If you ever were to doubt how much power is wielded in the law school world by Bob Morse and the other staffers at U.S. News & World Report, let the following article convince you otherwise, reports the WSJ Law blog.
According to a George Washington University newspaper, the GW Hatchet, the university’s law school “took significantly fewer evening students this year in an attempt to combat an eight-place drop in the U.S. News and World Report Rankings.”
According to the article:
Senior Associate Dean Greg Maggs told about a dozen law school alumni at “The State of Law School” address that the school’s fall from 20th to 28th was caused mainly by an unannounced change in the way U.S. News and World Report tracks part-time law student GPAs.

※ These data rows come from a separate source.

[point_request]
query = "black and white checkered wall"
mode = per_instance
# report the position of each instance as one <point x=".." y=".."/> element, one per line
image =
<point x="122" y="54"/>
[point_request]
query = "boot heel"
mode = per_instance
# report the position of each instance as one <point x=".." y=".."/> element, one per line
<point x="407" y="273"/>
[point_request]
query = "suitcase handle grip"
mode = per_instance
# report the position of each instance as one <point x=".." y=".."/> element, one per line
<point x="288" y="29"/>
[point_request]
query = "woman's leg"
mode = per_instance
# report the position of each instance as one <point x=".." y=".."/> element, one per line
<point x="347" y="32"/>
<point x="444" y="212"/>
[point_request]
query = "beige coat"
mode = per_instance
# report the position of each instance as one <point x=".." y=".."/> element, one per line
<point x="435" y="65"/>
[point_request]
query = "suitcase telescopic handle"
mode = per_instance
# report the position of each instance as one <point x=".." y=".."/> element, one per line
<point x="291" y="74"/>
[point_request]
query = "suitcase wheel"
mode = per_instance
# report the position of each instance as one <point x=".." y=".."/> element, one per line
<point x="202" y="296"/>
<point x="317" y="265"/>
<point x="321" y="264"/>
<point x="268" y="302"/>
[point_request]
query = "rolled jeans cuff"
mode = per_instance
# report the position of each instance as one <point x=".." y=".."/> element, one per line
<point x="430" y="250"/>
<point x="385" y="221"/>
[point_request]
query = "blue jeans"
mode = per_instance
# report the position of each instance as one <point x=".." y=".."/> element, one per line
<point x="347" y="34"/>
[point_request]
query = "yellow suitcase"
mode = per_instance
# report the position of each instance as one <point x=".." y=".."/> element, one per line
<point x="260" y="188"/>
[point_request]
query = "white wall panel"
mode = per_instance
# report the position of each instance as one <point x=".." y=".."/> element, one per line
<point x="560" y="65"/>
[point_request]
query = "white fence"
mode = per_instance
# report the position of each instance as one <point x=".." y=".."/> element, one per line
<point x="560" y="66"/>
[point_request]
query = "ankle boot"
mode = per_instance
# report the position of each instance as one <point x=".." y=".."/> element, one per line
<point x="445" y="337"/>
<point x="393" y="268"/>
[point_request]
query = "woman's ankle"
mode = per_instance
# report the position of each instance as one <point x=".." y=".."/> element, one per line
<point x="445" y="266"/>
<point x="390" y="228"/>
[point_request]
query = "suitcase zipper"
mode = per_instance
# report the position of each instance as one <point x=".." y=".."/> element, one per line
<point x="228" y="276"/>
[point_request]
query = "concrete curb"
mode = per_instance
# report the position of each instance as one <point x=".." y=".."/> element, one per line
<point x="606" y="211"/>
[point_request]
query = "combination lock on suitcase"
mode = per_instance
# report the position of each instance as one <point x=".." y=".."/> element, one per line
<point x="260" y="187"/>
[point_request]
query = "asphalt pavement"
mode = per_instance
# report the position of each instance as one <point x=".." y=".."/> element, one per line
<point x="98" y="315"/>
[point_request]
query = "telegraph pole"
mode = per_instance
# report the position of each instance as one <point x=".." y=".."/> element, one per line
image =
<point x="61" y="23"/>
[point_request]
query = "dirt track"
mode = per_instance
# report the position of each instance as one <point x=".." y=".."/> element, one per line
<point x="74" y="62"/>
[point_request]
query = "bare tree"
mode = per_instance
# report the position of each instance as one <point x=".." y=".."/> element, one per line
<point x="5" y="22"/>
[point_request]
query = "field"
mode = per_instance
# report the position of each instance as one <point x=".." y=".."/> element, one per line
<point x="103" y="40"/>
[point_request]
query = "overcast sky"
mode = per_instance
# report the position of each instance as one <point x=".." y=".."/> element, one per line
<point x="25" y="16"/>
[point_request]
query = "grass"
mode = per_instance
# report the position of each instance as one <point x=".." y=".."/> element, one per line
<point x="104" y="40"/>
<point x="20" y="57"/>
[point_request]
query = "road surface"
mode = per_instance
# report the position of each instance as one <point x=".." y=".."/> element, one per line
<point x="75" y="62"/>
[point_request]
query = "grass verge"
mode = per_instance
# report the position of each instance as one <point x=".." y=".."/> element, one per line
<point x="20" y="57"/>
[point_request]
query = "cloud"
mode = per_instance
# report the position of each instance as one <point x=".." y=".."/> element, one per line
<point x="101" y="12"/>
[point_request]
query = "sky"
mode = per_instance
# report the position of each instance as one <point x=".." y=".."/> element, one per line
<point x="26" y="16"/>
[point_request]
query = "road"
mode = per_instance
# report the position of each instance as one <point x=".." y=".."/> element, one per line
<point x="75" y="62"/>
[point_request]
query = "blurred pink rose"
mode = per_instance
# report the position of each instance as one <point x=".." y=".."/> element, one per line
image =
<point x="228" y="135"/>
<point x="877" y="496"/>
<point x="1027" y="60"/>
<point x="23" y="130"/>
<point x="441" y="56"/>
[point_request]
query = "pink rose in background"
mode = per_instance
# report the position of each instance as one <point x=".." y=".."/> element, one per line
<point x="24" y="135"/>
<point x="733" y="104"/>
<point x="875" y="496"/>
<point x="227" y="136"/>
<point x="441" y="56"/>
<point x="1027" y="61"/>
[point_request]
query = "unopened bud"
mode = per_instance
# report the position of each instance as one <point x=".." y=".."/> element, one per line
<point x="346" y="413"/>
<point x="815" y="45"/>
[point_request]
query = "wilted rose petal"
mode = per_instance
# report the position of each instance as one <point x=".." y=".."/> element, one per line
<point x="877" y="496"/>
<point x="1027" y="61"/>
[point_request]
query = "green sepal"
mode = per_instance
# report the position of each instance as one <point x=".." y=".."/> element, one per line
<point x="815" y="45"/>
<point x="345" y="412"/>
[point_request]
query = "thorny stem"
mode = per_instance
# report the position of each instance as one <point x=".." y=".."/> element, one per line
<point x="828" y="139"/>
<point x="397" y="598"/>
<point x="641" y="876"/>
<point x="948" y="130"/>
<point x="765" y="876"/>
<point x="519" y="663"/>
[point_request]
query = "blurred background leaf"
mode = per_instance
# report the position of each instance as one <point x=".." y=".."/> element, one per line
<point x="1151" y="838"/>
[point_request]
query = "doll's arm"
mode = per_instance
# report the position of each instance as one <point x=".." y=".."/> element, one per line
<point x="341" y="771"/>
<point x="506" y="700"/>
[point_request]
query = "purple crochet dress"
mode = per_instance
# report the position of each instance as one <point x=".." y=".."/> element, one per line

“U.S. News, for the first time, without giving us any notice, said they wanted to count full-time and part-time students mixed together,” Maggs said. “Both our GPA and our LSAT [scores] fell substantially from previous years.”
So what did GW do? Simply take its lumps and accept its place as the 28th-ranked law school? Hardly. The school decided to take fewer night students. “We’ve been able to address that in a very simple way,” Maggs said. “We’ve taken less evening students.” Click here, also for a story from our own Amir Efrati from last year on a change implemented by U.S. News to put a halt to attempts to game the rankings.
Must be frustrating to have to work under a system that you view as deeply flawed. But such is life for Maggs, it seems. In the Hatchet story, he took his own hatchet to the way the publication tallies its student-faculty ratio.
“It’s a very unfair system, where we have 2,000 students and 480 full-time and part-time faculty and yet we’re told our student-teacher ratio is 16 to one when really it’s five to one,” Maggs said. “We hired six new professors last year and a number of visiting professors. Those numbers will be higher.”
Still, you can rail against it, poke holes in its methodologies, but the one thing you can’t do is ignore the U.S. News rankings.
GW law school alum Carlos Lucero, who helped prompt the discussion about the fall in the rankings, said that the school’s national reputation is integral to job placement for graduates.